For instance, across Bangladesh, Pakistan, India, Indonesia and Cambodia, only 15 per cent of women interviewed retained their jobs when the Covid pandemic disrupted production networks. Some 43 per cent were laid off and 36 per cent were terminated. An additional 1 per cent resigned.

In comparison, 33 per cent of male workers retained their jobs, with 43 per cent laid off and 24 per cent terminated, according to the study report.

The report also identifies a concerning trend: women workers are often forced out of the industry by the age of 35. Across the factories studied by AFWA, 75 per cent of workers over 55 were male, compared to only 25 per cent female.

AFWA's research found that during the Covid lockdowns, suppliers in Bangladesh, Cambodia, India, Indonesia, Pakistan and Sri Lanka cut costs by selectively laying off higher-paid workers.

To address the rights of garment workers in informal employment, AFWA calls for urgent action from governments in production countries. This includes strengthening legal protections, such as mandating written contracts for all workers and safeguarding the right to join trade unions.

The report also recommends collaboration with unions and industry representatives. This collaboration is crucial for negotiating acceptable ratios of formal to informal workers and defining productivity targets to combat excessive workload intensification.

States, where lead firms (brands) are headquartered, are urged to implement binding human rights due diligence laws. These laws would ensure that workers across supply chains, regardless of their employment status, have written contracts and the right to join trade unions.

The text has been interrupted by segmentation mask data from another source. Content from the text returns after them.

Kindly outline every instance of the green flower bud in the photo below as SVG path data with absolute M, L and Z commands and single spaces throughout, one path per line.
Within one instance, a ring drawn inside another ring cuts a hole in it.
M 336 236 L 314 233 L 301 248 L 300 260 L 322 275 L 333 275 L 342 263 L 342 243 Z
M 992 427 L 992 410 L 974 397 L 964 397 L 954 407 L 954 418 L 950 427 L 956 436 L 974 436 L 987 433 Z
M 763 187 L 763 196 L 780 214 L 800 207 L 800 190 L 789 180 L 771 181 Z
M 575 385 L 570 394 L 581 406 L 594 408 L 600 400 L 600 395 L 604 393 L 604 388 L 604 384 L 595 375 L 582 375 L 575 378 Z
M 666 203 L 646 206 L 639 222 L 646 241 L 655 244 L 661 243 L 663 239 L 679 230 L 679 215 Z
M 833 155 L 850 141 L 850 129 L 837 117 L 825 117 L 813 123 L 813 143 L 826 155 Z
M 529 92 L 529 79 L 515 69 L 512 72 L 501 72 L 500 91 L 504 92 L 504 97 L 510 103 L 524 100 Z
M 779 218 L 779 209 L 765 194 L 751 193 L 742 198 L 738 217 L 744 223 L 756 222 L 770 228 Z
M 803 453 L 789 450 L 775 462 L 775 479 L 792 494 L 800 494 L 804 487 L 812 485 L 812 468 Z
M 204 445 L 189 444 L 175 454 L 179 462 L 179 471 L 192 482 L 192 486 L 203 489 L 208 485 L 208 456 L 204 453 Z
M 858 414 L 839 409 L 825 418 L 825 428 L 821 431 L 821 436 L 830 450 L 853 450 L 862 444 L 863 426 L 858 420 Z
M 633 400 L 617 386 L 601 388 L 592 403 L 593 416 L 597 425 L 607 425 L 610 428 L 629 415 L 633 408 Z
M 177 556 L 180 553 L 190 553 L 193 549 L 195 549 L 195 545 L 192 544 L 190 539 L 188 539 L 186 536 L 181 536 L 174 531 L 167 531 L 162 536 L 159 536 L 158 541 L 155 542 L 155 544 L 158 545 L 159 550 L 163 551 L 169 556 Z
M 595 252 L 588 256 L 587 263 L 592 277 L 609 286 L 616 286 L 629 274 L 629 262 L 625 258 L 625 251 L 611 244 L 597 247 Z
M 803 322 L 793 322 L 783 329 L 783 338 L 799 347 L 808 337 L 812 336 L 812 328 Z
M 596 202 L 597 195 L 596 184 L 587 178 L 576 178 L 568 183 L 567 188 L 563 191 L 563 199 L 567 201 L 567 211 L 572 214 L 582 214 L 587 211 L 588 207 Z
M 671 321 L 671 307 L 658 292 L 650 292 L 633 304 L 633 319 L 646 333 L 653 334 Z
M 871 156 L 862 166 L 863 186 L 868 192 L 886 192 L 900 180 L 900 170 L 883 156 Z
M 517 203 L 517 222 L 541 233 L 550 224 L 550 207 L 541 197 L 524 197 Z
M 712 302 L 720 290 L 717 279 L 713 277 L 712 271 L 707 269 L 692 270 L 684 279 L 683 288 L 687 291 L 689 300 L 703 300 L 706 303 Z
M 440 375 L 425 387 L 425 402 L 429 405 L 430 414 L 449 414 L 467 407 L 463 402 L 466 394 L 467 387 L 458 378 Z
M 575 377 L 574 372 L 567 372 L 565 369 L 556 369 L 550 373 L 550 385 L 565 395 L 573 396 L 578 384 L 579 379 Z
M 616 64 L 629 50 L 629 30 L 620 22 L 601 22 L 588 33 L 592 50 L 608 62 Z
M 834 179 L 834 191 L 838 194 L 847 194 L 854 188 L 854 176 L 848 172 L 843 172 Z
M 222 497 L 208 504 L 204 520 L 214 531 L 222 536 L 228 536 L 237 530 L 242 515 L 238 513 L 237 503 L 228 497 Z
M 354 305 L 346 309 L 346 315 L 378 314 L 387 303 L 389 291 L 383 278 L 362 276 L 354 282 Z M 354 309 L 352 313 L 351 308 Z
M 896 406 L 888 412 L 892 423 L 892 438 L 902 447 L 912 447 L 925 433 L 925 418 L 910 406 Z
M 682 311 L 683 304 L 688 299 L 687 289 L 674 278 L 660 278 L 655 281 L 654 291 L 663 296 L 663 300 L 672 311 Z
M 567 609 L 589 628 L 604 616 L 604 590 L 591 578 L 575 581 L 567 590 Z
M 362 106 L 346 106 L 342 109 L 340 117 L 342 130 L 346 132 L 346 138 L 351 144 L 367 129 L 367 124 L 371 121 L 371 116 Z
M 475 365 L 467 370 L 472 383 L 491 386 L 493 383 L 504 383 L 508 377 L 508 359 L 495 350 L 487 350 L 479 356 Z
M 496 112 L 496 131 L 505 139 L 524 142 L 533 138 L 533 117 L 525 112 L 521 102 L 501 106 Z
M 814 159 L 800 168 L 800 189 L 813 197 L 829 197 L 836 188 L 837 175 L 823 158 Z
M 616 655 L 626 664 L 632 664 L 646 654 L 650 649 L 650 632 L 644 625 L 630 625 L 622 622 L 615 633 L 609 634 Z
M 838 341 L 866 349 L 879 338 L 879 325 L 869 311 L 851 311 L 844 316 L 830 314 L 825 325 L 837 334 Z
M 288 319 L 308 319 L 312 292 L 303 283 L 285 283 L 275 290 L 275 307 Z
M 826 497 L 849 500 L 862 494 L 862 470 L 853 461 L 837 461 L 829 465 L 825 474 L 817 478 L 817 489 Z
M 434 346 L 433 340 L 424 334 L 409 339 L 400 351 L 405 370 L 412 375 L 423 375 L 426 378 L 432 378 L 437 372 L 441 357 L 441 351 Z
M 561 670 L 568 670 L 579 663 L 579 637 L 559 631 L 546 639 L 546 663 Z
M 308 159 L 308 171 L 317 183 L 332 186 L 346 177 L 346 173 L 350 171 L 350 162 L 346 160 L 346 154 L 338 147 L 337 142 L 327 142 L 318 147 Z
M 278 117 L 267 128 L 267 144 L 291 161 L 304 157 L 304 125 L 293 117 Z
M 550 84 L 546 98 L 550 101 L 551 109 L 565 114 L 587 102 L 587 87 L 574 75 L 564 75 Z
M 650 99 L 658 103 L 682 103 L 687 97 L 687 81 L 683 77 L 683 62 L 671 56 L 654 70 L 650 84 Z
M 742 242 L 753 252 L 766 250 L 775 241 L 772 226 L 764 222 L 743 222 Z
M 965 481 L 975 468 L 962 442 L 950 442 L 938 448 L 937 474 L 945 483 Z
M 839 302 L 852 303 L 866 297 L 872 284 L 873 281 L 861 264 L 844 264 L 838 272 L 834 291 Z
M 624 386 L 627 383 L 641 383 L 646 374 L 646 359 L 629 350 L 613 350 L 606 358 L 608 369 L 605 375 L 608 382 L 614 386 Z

Base pricing for lead firms should consider statutory wages, benefits and entitlements. It should also factor in maintaining ethical standards established through negotiations between trade unions, worker organisations, supplier associations, lead firms and representatives from production countries. This collaborative approach would ensure fair compensation and ethical standard practices.

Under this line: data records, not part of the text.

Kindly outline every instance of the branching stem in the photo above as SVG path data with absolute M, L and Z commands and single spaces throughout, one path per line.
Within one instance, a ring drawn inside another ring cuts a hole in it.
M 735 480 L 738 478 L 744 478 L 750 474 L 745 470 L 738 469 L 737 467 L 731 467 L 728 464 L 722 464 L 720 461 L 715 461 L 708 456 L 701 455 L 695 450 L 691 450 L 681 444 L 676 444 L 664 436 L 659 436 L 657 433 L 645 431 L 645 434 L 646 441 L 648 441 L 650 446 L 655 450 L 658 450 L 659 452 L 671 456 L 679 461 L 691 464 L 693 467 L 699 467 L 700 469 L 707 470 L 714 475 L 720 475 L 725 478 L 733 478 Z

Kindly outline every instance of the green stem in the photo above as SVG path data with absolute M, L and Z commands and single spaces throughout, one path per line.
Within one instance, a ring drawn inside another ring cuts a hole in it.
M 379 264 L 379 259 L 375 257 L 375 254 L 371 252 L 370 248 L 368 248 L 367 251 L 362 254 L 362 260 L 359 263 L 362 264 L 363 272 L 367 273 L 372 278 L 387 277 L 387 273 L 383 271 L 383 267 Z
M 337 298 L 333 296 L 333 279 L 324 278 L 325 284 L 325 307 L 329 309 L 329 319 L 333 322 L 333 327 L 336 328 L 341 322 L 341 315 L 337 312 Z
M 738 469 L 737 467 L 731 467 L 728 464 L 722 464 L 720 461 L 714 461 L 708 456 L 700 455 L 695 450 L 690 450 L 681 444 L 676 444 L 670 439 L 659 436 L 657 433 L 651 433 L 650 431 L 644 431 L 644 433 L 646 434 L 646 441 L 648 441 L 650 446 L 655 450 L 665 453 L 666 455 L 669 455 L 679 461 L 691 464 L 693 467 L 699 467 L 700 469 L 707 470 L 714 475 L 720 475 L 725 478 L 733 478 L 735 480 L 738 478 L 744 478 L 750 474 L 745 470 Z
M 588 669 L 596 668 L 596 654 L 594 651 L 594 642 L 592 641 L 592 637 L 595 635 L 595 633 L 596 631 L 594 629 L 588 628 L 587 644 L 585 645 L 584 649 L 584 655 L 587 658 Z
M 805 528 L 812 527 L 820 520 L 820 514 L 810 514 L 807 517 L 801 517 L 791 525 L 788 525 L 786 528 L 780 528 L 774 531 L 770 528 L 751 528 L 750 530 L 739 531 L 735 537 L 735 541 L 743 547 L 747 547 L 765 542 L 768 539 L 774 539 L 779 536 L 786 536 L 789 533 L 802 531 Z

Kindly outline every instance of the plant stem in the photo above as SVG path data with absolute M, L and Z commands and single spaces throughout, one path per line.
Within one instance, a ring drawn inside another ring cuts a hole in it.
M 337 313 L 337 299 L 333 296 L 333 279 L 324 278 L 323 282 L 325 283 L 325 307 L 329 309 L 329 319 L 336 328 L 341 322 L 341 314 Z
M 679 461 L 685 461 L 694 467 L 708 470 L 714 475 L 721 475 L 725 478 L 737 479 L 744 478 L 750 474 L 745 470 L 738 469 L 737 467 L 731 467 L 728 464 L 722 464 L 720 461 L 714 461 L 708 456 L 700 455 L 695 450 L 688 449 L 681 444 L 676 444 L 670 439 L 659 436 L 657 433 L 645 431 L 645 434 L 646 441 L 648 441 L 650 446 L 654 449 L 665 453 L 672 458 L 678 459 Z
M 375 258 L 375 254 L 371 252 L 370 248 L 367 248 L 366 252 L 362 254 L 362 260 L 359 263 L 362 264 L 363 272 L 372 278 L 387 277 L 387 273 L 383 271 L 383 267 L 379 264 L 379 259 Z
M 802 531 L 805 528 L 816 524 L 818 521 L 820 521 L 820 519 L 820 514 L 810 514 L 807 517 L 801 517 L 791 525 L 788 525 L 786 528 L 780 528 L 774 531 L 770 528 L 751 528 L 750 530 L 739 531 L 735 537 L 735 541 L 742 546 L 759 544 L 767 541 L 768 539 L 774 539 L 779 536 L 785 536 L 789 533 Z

AFWA argues that voluntary brand codes of conduct, implemented through social auditing mechanisms, are "insufficient". They call for mandatory mechanisms to bind brands to implement human rights due diligence, as outlined by the United Nations Guiding Principles on Business and Human Rights (UNGPBHR).

Faruque Hassan, president of the Bangladesh Garment Manufacturers and Exporters Association (BGMEA), disagreed with the report's findings on the lack of written contracts.

He said informal employment in Bangladesh's RMG sector is "very negligible" and that export-oriented RMG factories operate with proper formalities.

He added that buyers monitor these factories regularly.

However, Mr Hassan admitted that informal employment might exist in subcontracting factories. He also questioned the study's methodology, suggesting the findings do not reflect reality.